The above report is from the BBC. There are similar press reports, none of which mentions 'Muslim' or 'Islam' although readers of the reports may infer a link from the frequent appearance of names such as Hussain and Mohammed given the similarity of other cases including the conviction of 17 men and one woman in Newcastle in August 2017.

By contrast a former police Chief Superintendent, one of Britain’s most senior Asian policemen,  criticised Boris Johnson for "stating Muslim women wearing burqas 'look like letter boxes' and comparing them to 'bank robbers', are racist and likely to stoke violence against Muslim women."

Since when were Muslims a race?

The former Chief Superintendent would have served the whole community better if he explained what stokes child sexual exploitation and violence towards children among predominately Muslim men of Asian heritage.

Speaking up about more serious matters than attempted humour would be a real step forward.

Wednesday, 29 June 2011

Child grooming



Details emerging about the extent of child grooming in this country are being accompanied by warnings not to jump to any conclusions about ethnicity just because one in five men accused of grooming under-age girls for sex is Asian.
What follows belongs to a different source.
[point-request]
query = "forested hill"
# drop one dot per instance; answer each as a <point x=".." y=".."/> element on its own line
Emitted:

Demographic figures show that 'British Asians' account for only 4% of the population, including around 1.8% Indians, many of whom prefer to be counted separately on account of their diversity. That leaves those of Pakistani origin at just 1.3%.

Peter Davies, head of 
the Child Exploitation and Online Protection Centre (Ceop) "will say that the research does not show that child grooming can be associated with any particular ethnic group" because "the data is so patchy that the perpetrators' ethnicity was marked as unknown in about 40% of cases". Patchy it may be but it is hard to see how people will not draw their own conclusions on the basis of these figures. Even if we assume that all the remaining 40% were white, that still leaves a hugely disproportionate level of offenders from the Asian community. Earlier this year Jack Straw was vilified for suggesting that there was a specific problem of young Pakistani men targeting white girls because they regarded them as "easy meat". The latest figures suggest he had a point.